Jesus! Jesus! That is the very name he is trying to stamp out; the very Person whose beloved followers he is exerting himself to get rid of, and now in the brightness of that light, at the sound of that voice, he is prostrate, and calls Him "Lord.”
Trembling and astonished he asks, “Lord, what wilt thou have me to do?" Wondrous change! A young man in his zeal, full of hatred and bitterness, with murderous intent, going his own way, determined to carry out his own will at all costs, now with subdued spirit, being led by the hand. Into the city which he had meant to ransack for any who might be found calling on that name, he is slowly and carefully led, for he is blind.
And blind he remains for three days, eating nothing; and then someone comes, a very one of those whom he would have haled from his home and sent to prison, comes and stands beside him, and calls him "Brother"!
“THIS is a faithful saying, and worthy of all acceptation, that Christ Jesus came into the world to save sinners; of whom I am chief.”
Ready for Reward
BROTHERS, bound in a kinship that lasts on even after death, because linked together in the One who bears that precious "Name." Yes, those two are beloved brothers in Christ Jesus, and when the scales have fallen from his eyes, the young man rises and is baptized. He goes under the water, which typifies death, the end of the natural man, the end of the old nature. Nothing can patch up, or repair, or beautify that in God's sight, so it must go. He accepts death for himself, and he can say henceforth, "To me to live is Christ.'" The life which I now live in the flesh I live by the faith of the Son of God, who loved me, and gave himself for me." And then he goes forth a witness before all men for his Lord.
He speaks in public as boldly as did the one whose voice was silenced. He is not ashamed to labor, working with his hands to supply his daily necessities.
Willingly, aye joyfully, he accepts stripes above measure. He is in prison frequently, in deaths oft. Five times he receives forty stripes save one from his own countrymen; three times he is beaten with rods, once stoned; three times he suffers shipwreck, a night and a day he is in the deep.
He is in journeyings often, in perils of waters, of robbers, by his own countrymen, and by the heathen. In weariness and painfulness, in watching often, in hunger and thirst, in fasting often, in cold and nakedness; and much more he lives through by the power, and for the love of that great Name.

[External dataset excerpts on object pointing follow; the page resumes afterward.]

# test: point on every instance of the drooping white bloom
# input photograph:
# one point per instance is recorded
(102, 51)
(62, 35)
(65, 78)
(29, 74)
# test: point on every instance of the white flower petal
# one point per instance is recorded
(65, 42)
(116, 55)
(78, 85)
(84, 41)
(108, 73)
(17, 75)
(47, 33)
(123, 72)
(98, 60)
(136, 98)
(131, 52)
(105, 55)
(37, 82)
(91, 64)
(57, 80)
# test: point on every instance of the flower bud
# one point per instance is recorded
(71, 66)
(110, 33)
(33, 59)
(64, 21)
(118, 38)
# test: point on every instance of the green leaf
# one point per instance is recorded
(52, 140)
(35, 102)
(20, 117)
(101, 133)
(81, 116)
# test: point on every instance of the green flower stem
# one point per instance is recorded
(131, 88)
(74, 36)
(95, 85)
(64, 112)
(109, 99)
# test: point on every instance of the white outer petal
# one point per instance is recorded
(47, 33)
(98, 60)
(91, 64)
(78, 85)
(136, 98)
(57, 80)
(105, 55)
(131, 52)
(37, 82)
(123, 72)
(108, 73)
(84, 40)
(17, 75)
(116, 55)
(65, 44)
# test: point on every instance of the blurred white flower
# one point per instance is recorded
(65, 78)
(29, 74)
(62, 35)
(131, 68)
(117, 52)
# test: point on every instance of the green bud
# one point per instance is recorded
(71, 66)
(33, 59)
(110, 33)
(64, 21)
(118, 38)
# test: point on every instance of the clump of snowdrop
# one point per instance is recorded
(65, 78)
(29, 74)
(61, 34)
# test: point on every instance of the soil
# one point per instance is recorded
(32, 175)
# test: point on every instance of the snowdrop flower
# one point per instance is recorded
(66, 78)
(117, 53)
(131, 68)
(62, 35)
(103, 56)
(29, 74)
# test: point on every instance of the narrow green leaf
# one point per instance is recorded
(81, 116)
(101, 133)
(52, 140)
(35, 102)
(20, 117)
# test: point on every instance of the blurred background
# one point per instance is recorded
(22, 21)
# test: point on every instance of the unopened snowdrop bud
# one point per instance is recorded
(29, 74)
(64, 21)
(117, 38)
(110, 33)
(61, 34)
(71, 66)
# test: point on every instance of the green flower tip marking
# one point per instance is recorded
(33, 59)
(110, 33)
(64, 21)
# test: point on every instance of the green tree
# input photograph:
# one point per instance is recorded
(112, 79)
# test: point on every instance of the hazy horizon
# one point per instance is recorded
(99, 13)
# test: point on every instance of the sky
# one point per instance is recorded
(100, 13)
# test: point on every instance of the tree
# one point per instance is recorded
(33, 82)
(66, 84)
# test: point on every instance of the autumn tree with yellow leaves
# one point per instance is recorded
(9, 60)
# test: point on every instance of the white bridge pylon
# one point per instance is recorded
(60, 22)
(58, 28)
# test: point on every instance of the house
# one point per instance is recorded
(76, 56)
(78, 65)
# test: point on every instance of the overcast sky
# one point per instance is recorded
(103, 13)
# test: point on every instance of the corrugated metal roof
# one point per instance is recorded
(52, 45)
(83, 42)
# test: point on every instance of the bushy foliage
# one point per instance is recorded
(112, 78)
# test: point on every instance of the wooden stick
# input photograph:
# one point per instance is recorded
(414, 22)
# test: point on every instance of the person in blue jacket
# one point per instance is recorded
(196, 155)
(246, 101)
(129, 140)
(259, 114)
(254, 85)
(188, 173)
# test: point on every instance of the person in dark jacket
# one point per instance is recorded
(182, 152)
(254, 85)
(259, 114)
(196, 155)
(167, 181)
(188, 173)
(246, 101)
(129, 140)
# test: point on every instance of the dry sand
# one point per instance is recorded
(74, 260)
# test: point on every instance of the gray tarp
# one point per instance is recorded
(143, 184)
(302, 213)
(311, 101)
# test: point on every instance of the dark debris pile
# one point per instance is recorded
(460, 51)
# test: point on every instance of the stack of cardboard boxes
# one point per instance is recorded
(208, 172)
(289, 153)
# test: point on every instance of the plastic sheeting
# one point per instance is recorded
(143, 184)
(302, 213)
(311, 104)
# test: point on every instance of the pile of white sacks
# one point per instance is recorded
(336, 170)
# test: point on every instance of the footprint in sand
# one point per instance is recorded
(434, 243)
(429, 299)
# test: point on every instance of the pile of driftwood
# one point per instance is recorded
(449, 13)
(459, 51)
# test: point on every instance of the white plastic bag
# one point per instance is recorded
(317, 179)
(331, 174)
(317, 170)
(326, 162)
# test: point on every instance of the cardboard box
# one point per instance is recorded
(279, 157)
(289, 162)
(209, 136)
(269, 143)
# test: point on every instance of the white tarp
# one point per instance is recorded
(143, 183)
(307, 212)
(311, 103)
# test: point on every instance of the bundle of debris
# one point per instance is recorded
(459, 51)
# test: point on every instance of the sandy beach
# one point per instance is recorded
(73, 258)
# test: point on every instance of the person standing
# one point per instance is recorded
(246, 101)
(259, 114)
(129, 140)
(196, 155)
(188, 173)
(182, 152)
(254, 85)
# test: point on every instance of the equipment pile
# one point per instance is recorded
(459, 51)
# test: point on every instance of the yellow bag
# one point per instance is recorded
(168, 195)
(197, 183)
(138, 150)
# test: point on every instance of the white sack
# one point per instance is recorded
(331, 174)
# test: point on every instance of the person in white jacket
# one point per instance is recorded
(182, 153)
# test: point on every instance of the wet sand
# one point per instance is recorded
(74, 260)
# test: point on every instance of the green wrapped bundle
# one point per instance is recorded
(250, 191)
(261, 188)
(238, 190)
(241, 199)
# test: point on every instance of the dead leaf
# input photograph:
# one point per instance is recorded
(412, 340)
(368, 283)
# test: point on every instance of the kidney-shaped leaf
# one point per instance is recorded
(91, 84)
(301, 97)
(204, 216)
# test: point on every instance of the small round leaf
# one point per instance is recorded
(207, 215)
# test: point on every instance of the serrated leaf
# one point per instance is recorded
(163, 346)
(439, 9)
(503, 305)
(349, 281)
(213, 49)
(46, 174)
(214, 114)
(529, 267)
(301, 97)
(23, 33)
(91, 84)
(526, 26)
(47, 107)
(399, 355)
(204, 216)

And when the time of his departure is at hand, and he can speak of himself as "the aged"; as he looks forward, expecting death through martyrdom, he can say assuredly, "I have fought a good fight, I have finished my course, I have kept the faith: henceforth there is laid up for me a crown of righteousness, which the Lord, the righteous judge, shall give me at that day: and not to me only, but unto all them also that love his appearing.”
HAVE you experienced such a change, lads? From taunting or making fun of—perhaps quietly annoying by petty persecutions, one who is "of this way" —have you yet turned round, not to liking him, but to loving him, because he can now call you "Brother”?
“BUT what things were gain to me, those I counted loss for Christ.” Phil. 3:77But what things were gain to me, those I counted loss for Christ. (Philippians 3:7).